Ausgehende Anfragen verwenden keine dedizierte Ausgangs-IP in AEMaaCS

In AEMaaCS wird erwartet, dass ausgehende HTTP- und HTTPS-Anfragen bei der Integration mit Drittanbietersystemen, die eine IP-Zulassungsauflistung erzwingen, eine konfigurierte dedizierte Ausgangs-IP-Adresse verwenden. In einigen Umgebungen stammen Anforderungen gelegentlich von anderen öffentlichen IP-Adressen, was zu Zugriffsproblemen mit externen APIs führt. Um dies zu beheben, überprüfen Sie die Proxy-Nutzung, überprüfen Sie die benutzerdefinierte Verbindungslogik, vergleichen Sie Protokolle von Drittanbietern und bestätigen Sie, dass ausgehende Aufrufe durchgängig die dedizierte Ausgangs-IP verwenden.

Beschreibung description

Umgebung

  • product: AEM as a Cloud Service - Sites
  • Beschränkungen: Dedizierte Ausgangs-IP ist konfiguriert, erweiterte Vernetzung ist aktiviert

Problem/Symptome

  • Ausgehende HTTP/HTTPS-Anfragen stammen manchmal von der erwarteten dedizierten Ausgangs-IP und manchmal von anderen öffentlichen IP-Adressen.
  • Drittanbieterdienste, die strenge Regeln zur Zulassungsauflistung von Cookies verwenden, weisen alle Anfragen zurück, die nicht von der dedizierten Ausgangs-IP stammen.
  • Das Problem bleibt unabhängig von der Anfragemethode oder der Java-Version bestehen.
  • In den betroffenen Umgebungen wurden keine aktuellen Änderungen am Code oder an der Proxy-Konfiguration vorgenommen.

Lösung resolution

  1. Öffnen Sie in Cloud Manager die Umgebungsdetails für die betroffene AEMaaCS-Umgebung und überprüfen Sie den Abschnitt Netzwerk/Erweiterte Netzwerke , um sicherzustellen, dass Erweiterte Netzwerke und eine dedizierte Ausgangs-IP aktiviert sind.

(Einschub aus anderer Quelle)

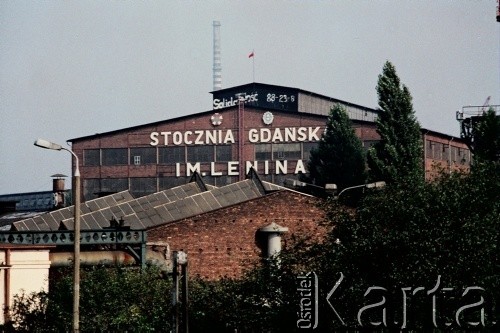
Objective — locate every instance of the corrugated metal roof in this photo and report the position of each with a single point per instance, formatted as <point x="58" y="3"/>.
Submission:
<point x="51" y="220"/>
<point x="159" y="208"/>
<point x="99" y="219"/>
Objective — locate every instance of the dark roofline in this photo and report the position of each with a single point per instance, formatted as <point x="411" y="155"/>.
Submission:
<point x="425" y="131"/>
<point x="310" y="93"/>
<point x="138" y="126"/>
<point x="201" y="114"/>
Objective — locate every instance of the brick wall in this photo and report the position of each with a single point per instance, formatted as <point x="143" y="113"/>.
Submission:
<point x="223" y="242"/>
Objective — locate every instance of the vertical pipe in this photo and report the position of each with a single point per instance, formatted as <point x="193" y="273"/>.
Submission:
<point x="76" y="252"/>
<point x="7" y="287"/>
<point x="175" y="294"/>
<point x="185" y="298"/>
<point x="241" y="130"/>
<point x="217" y="68"/>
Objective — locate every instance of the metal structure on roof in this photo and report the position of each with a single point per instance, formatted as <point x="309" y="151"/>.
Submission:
<point x="152" y="210"/>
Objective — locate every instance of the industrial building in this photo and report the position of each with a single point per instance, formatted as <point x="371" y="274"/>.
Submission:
<point x="268" y="128"/>
<point x="208" y="184"/>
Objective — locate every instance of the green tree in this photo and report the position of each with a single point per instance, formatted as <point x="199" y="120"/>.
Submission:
<point x="398" y="154"/>
<point x="443" y="233"/>
<point x="115" y="299"/>
<point x="339" y="157"/>
<point x="487" y="137"/>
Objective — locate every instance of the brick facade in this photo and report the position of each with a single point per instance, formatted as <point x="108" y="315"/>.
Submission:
<point x="223" y="242"/>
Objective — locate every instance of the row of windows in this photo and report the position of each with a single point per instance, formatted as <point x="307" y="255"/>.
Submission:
<point x="441" y="152"/>
<point x="150" y="155"/>
<point x="93" y="188"/>
<point x="183" y="154"/>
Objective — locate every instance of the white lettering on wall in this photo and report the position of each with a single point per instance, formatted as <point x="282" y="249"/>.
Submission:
<point x="233" y="101"/>
<point x="199" y="137"/>
<point x="232" y="168"/>
<point x="214" y="137"/>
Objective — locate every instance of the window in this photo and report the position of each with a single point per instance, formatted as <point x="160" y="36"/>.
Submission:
<point x="263" y="152"/>
<point x="223" y="153"/>
<point x="286" y="151"/>
<point x="170" y="155"/>
<point x="200" y="154"/>
<point x="91" y="157"/>
<point x="115" y="156"/>
<point x="307" y="147"/>
<point x="142" y="186"/>
<point x="169" y="182"/>
<point x="113" y="185"/>
<point x="145" y="155"/>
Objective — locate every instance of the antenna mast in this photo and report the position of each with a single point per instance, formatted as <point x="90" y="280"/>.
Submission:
<point x="217" y="68"/>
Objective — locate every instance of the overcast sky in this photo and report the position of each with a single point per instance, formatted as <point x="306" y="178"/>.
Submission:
<point x="75" y="68"/>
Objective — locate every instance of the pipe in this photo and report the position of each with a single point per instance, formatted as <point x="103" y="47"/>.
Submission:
<point x="60" y="259"/>
<point x="6" y="311"/>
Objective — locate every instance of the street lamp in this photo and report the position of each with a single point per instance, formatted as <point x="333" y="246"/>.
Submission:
<point x="76" y="252"/>
<point x="369" y="185"/>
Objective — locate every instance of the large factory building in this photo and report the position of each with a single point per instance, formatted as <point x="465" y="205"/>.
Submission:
<point x="268" y="128"/>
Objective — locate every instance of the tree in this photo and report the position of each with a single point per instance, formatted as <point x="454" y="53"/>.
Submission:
<point x="116" y="299"/>
<point x="487" y="137"/>
<point x="339" y="157"/>
<point x="398" y="154"/>
<point x="436" y="240"/>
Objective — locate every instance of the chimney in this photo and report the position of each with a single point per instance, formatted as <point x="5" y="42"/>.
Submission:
<point x="58" y="190"/>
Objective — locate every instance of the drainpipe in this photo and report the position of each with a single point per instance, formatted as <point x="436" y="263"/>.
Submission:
<point x="6" y="301"/>
<point x="273" y="232"/>
<point x="449" y="154"/>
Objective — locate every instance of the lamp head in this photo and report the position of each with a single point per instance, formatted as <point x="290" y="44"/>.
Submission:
<point x="47" y="144"/>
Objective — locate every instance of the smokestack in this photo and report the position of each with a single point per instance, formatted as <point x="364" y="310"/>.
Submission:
<point x="217" y="68"/>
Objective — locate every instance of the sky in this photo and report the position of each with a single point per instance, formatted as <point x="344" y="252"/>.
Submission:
<point x="75" y="68"/>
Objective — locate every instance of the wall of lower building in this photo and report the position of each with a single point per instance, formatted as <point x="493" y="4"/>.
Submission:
<point x="22" y="271"/>
<point x="222" y="243"/>
<point x="444" y="154"/>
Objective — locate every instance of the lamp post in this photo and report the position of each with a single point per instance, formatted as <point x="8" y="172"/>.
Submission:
<point x="369" y="185"/>
<point x="76" y="252"/>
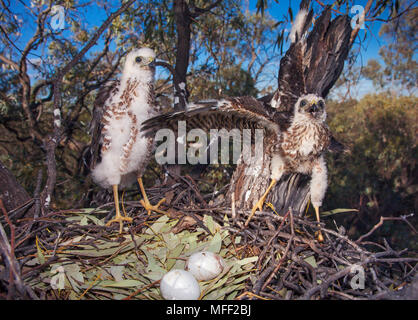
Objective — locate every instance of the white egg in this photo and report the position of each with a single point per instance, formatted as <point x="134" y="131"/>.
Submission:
<point x="179" y="285"/>
<point x="205" y="265"/>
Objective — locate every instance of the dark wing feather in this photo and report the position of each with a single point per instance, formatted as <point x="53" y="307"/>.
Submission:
<point x="291" y="79"/>
<point x="313" y="64"/>
<point x="92" y="154"/>
<point x="327" y="47"/>
<point x="229" y="113"/>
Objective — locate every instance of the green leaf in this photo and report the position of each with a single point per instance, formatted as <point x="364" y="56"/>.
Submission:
<point x="215" y="243"/>
<point x="121" y="284"/>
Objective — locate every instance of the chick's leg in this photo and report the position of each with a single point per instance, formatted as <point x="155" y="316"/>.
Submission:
<point x="145" y="202"/>
<point x="118" y="218"/>
<point x="260" y="202"/>
<point x="318" y="187"/>
<point x="277" y="169"/>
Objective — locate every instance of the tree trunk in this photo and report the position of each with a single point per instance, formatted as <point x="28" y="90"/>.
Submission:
<point x="12" y="193"/>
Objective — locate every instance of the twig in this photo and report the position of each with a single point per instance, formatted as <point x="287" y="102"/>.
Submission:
<point x="383" y="219"/>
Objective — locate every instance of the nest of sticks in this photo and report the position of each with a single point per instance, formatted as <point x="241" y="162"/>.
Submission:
<point x="275" y="257"/>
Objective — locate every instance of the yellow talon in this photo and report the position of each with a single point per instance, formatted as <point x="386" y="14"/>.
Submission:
<point x="119" y="218"/>
<point x="145" y="202"/>
<point x="260" y="203"/>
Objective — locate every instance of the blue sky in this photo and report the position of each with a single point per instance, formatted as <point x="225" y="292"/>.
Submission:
<point x="277" y="11"/>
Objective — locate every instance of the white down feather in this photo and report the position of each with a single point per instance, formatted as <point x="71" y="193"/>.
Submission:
<point x="107" y="172"/>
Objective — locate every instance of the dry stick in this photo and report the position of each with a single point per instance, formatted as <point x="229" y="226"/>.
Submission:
<point x="274" y="236"/>
<point x="383" y="219"/>
<point x="284" y="254"/>
<point x="53" y="140"/>
<point x="8" y="251"/>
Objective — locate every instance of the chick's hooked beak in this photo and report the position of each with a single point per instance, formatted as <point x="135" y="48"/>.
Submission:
<point x="313" y="108"/>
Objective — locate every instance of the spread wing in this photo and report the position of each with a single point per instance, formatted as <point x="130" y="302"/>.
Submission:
<point x="313" y="62"/>
<point x="229" y="113"/>
<point x="91" y="154"/>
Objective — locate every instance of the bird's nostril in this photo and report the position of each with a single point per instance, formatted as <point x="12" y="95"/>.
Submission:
<point x="313" y="108"/>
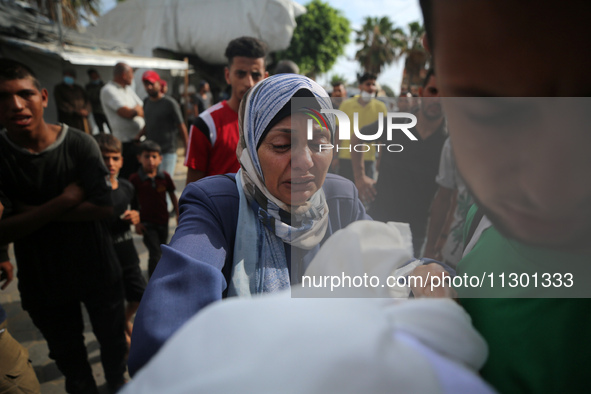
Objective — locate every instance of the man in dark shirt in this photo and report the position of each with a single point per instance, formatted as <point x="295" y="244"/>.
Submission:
<point x="93" y="91"/>
<point x="164" y="121"/>
<point x="406" y="183"/>
<point x="55" y="195"/>
<point x="72" y="103"/>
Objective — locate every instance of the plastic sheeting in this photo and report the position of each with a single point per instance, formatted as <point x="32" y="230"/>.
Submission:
<point x="200" y="27"/>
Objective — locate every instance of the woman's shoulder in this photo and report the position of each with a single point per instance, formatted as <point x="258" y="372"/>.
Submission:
<point x="219" y="189"/>
<point x="337" y="187"/>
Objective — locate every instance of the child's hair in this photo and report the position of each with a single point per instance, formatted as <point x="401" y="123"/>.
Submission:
<point x="149" y="146"/>
<point x="249" y="47"/>
<point x="108" y="143"/>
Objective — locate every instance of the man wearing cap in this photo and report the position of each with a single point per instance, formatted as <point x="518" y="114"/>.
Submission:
<point x="163" y="120"/>
<point x="124" y="110"/>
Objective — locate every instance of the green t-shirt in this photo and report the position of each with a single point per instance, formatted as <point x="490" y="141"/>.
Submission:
<point x="539" y="345"/>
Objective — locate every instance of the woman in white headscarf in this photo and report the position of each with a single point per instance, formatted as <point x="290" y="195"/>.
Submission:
<point x="254" y="232"/>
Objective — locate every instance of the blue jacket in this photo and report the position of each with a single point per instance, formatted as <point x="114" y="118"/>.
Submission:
<point x="193" y="269"/>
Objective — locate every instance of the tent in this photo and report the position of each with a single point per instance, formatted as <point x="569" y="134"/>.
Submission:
<point x="198" y="27"/>
<point x="29" y="37"/>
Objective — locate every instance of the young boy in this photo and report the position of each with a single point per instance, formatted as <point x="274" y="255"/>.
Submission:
<point x="523" y="151"/>
<point x="123" y="196"/>
<point x="152" y="185"/>
<point x="56" y="198"/>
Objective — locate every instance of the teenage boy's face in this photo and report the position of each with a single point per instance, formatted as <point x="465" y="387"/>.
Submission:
<point x="113" y="161"/>
<point x="244" y="73"/>
<point x="369" y="86"/>
<point x="150" y="161"/>
<point x="531" y="175"/>
<point x="21" y="105"/>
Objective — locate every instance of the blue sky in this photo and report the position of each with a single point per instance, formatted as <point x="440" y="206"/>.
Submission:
<point x="401" y="12"/>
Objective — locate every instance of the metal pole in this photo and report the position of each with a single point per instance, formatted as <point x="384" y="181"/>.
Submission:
<point x="60" y="22"/>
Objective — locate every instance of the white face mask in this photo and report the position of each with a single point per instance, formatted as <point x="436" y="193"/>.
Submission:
<point x="366" y="95"/>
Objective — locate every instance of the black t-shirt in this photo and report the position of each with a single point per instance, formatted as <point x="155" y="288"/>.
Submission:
<point x="61" y="259"/>
<point x="406" y="182"/>
<point x="123" y="197"/>
<point x="162" y="120"/>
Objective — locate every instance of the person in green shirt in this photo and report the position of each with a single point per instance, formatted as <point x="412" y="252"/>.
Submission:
<point x="526" y="162"/>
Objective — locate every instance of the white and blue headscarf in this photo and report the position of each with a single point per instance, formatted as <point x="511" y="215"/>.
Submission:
<point x="260" y="264"/>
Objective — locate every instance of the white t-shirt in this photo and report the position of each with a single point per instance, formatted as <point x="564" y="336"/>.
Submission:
<point x="115" y="96"/>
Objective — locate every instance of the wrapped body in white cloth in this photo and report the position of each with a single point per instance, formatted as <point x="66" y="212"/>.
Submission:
<point x="292" y="343"/>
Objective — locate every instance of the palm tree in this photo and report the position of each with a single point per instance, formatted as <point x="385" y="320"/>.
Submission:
<point x="380" y="44"/>
<point x="414" y="52"/>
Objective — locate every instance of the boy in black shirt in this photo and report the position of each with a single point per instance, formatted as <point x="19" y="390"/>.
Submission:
<point x="55" y="194"/>
<point x="123" y="196"/>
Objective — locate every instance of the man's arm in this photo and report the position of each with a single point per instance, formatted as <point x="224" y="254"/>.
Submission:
<point x="175" y="204"/>
<point x="32" y="219"/>
<point x="365" y="184"/>
<point x="6" y="273"/>
<point x="439" y="221"/>
<point x="184" y="135"/>
<point x="194" y="175"/>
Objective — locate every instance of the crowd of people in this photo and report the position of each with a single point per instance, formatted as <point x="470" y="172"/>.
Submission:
<point x="275" y="191"/>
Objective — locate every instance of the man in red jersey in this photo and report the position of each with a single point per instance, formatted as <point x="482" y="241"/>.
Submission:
<point x="214" y="134"/>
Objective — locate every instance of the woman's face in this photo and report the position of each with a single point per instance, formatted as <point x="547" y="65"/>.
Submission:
<point x="293" y="167"/>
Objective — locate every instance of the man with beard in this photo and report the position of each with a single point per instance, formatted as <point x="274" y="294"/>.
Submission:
<point x="125" y="113"/>
<point x="214" y="135"/>
<point x="406" y="183"/>
<point x="163" y="121"/>
<point x="519" y="123"/>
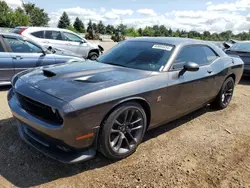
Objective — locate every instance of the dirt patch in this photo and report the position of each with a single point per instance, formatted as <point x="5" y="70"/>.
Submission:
<point x="204" y="149"/>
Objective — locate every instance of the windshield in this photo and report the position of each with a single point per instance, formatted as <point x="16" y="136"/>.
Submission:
<point x="241" y="46"/>
<point x="138" y="55"/>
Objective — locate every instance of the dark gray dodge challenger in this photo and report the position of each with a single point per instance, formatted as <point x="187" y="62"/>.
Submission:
<point x="71" y="111"/>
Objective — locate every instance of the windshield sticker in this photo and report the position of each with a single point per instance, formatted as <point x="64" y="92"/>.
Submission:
<point x="162" y="47"/>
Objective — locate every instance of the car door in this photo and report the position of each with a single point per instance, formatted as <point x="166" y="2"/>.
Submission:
<point x="26" y="54"/>
<point x="76" y="44"/>
<point x="6" y="63"/>
<point x="187" y="90"/>
<point x="54" y="39"/>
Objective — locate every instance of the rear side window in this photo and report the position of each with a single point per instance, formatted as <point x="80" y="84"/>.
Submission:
<point x="17" y="30"/>
<point x="54" y="35"/>
<point x="71" y="37"/>
<point x="1" y="48"/>
<point x="198" y="54"/>
<point x="38" y="34"/>
<point x="20" y="46"/>
<point x="211" y="56"/>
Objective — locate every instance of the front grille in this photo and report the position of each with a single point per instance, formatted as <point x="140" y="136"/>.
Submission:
<point x="39" y="110"/>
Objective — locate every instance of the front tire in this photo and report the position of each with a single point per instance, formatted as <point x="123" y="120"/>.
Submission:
<point x="225" y="95"/>
<point x="93" y="55"/>
<point x="123" y="131"/>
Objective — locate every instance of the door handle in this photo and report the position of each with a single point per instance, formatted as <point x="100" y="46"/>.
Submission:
<point x="209" y="71"/>
<point x="18" y="57"/>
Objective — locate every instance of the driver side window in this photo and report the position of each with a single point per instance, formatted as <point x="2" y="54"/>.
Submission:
<point x="196" y="54"/>
<point x="21" y="46"/>
<point x="71" y="37"/>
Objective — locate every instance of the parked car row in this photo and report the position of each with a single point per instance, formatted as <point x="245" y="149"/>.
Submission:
<point x="18" y="53"/>
<point x="61" y="38"/>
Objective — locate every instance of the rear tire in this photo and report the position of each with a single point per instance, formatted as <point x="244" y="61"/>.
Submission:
<point x="93" y="55"/>
<point x="225" y="95"/>
<point x="123" y="131"/>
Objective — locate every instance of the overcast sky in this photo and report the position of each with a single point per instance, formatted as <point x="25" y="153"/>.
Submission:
<point x="199" y="15"/>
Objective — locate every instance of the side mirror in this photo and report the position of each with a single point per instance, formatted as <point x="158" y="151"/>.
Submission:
<point x="191" y="66"/>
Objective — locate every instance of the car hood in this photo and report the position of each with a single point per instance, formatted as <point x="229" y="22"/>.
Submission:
<point x="59" y="51"/>
<point x="72" y="80"/>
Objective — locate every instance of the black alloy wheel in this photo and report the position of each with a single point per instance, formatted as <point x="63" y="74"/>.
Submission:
<point x="225" y="95"/>
<point x="123" y="131"/>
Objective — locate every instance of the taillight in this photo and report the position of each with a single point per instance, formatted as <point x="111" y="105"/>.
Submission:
<point x="22" y="30"/>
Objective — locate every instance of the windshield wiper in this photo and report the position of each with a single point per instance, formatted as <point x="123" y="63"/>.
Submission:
<point x="114" y="64"/>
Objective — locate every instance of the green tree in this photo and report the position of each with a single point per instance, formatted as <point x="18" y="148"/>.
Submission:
<point x="71" y="28"/>
<point x="157" y="32"/>
<point x="10" y="18"/>
<point x="170" y="32"/>
<point x="163" y="30"/>
<point x="110" y="30"/>
<point x="64" y="21"/>
<point x="37" y="16"/>
<point x="19" y="18"/>
<point x="101" y="27"/>
<point x="5" y="14"/>
<point x="90" y="29"/>
<point x="95" y="28"/>
<point x="148" y="31"/>
<point x="79" y="26"/>
<point x="140" y="31"/>
<point x="206" y="35"/>
<point x="122" y="28"/>
<point x="131" y="32"/>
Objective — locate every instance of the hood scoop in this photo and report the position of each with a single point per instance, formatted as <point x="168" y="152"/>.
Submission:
<point x="48" y="73"/>
<point x="91" y="79"/>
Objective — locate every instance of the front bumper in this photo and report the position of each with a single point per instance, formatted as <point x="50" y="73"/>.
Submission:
<point x="58" y="152"/>
<point x="57" y="142"/>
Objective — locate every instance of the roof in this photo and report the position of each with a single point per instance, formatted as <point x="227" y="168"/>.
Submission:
<point x="11" y="35"/>
<point x="43" y="28"/>
<point x="169" y="40"/>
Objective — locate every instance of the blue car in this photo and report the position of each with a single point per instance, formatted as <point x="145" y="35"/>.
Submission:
<point x="18" y="53"/>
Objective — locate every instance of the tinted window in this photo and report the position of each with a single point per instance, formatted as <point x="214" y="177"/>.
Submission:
<point x="197" y="54"/>
<point x="20" y="46"/>
<point x="1" y="48"/>
<point x="241" y="47"/>
<point x="38" y="34"/>
<point x="209" y="53"/>
<point x="17" y="30"/>
<point x="138" y="55"/>
<point x="54" y="35"/>
<point x="71" y="37"/>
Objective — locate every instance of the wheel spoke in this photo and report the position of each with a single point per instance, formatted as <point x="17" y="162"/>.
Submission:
<point x="127" y="142"/>
<point x="131" y="115"/>
<point x="136" y="121"/>
<point x="114" y="142"/>
<point x="115" y="131"/>
<point x="136" y="128"/>
<point x="131" y="136"/>
<point x="119" y="144"/>
<point x="118" y="123"/>
<point x="126" y="116"/>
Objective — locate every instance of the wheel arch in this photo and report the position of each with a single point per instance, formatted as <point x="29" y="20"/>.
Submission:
<point x="94" y="50"/>
<point x="143" y="102"/>
<point x="231" y="75"/>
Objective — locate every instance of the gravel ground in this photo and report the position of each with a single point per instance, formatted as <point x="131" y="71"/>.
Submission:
<point x="204" y="149"/>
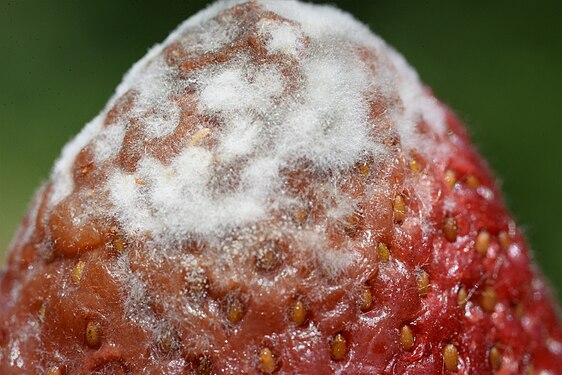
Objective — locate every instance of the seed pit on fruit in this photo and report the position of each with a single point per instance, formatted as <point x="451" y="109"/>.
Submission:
<point x="167" y="341"/>
<point x="519" y="310"/>
<point x="482" y="242"/>
<point x="118" y="243"/>
<point x="267" y="257"/>
<point x="77" y="272"/>
<point x="495" y="358"/>
<point x="462" y="296"/>
<point x="92" y="334"/>
<point x="366" y="298"/>
<point x="451" y="357"/>
<point x="472" y="181"/>
<point x="422" y="281"/>
<point x="353" y="223"/>
<point x="399" y="209"/>
<point x="267" y="362"/>
<point x="300" y="215"/>
<point x="54" y="370"/>
<point x="488" y="299"/>
<point x="450" y="229"/>
<point x="204" y="366"/>
<point x="364" y="168"/>
<point x="450" y="178"/>
<point x="384" y="252"/>
<point x="42" y="311"/>
<point x="199" y="136"/>
<point x="297" y="313"/>
<point x="406" y="337"/>
<point x="338" y="346"/>
<point x="234" y="310"/>
<point x="414" y="166"/>
<point x="504" y="239"/>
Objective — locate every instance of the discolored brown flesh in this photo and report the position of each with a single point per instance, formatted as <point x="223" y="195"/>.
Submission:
<point x="415" y="301"/>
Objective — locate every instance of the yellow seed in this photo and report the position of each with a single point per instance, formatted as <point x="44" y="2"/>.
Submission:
<point x="399" y="209"/>
<point x="462" y="296"/>
<point x="366" y="298"/>
<point x="384" y="253"/>
<point x="482" y="242"/>
<point x="414" y="166"/>
<point x="267" y="256"/>
<point x="495" y="358"/>
<point x="451" y="357"/>
<point x="235" y="311"/>
<point x="92" y="334"/>
<point x="488" y="299"/>
<point x="55" y="370"/>
<point x="504" y="240"/>
<point x="198" y="136"/>
<point x="267" y="361"/>
<point x="77" y="272"/>
<point x="450" y="178"/>
<point x="406" y="337"/>
<point x="298" y="313"/>
<point x="364" y="168"/>
<point x="450" y="229"/>
<point x="338" y="346"/>
<point x="422" y="282"/>
<point x="472" y="181"/>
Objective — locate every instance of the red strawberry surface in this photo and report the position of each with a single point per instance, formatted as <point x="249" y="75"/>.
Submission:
<point x="271" y="190"/>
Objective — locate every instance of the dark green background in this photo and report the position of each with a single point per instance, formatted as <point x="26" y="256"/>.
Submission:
<point x="497" y="63"/>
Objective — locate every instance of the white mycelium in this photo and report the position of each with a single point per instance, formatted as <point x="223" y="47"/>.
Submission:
<point x="267" y="123"/>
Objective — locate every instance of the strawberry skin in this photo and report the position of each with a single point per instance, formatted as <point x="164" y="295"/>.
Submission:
<point x="272" y="190"/>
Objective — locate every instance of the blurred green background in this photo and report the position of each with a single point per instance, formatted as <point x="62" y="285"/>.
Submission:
<point x="497" y="63"/>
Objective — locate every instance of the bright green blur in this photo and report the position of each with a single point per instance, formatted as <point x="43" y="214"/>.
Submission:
<point x="498" y="64"/>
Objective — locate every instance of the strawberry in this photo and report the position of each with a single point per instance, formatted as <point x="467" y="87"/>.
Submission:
<point x="272" y="190"/>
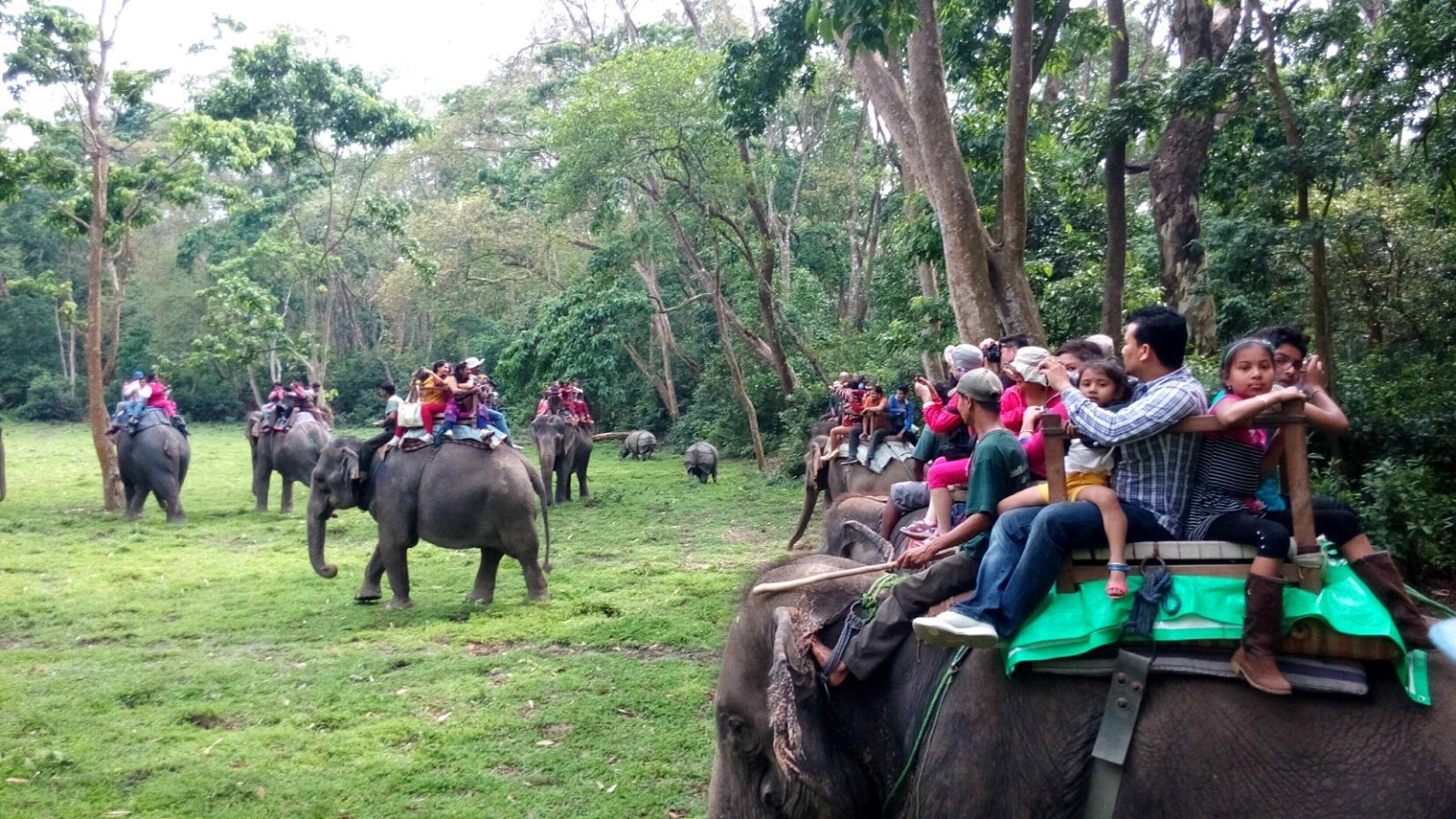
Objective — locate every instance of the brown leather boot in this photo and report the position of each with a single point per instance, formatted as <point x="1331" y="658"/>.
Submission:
<point x="1263" y="612"/>
<point x="1383" y="579"/>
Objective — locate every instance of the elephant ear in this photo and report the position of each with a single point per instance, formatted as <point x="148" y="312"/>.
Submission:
<point x="791" y="676"/>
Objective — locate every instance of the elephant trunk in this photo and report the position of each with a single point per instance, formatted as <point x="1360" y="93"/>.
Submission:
<point x="810" y="499"/>
<point x="319" y="513"/>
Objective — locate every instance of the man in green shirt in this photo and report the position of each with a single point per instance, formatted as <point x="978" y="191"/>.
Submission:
<point x="997" y="470"/>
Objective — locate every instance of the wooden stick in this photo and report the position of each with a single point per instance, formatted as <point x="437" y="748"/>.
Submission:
<point x="813" y="579"/>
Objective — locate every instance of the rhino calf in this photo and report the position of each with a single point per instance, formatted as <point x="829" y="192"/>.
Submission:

  2. Stellen Sie sicher, dass ausgehende HTTP/HTTPS-Verbindungen den für AEMaaCS konfigurierten Plattform-System-Proxy verwenden:

    • Stellen Sie Apache HttpClient sicher, dass Systemeigenschaften verwendet werden, damit Proxy-Einstellungen automatisch angewendet werden.
    • Bestätigen Sie bei Java 11±HTTP-Clients, dass die Standard-Clients die System-Proxy-Einstellungen respektieren, es sei denn, sie werden explizit überschrieben.
  3. Überprüfen Sie den gesamten benutzerdefinierten Code für ausgehende Verbindungen, um sicherzustellen, dass er die System-Proxy-Einstellungen nicht umgeht.

  4. Wenn Sie Verbindungspools für ausgehende HTTP-Clients verwenden, vergewissern Sie sich in Ihrer AEM-Code-Basis, dass es gemäß den HTTP-Client-Richtlinien von Adobe für AEMaaCS implementiert ist, sodass ein hohes Verbindungsvolumen keine fehlgeschlagenen Verbindungen verursacht.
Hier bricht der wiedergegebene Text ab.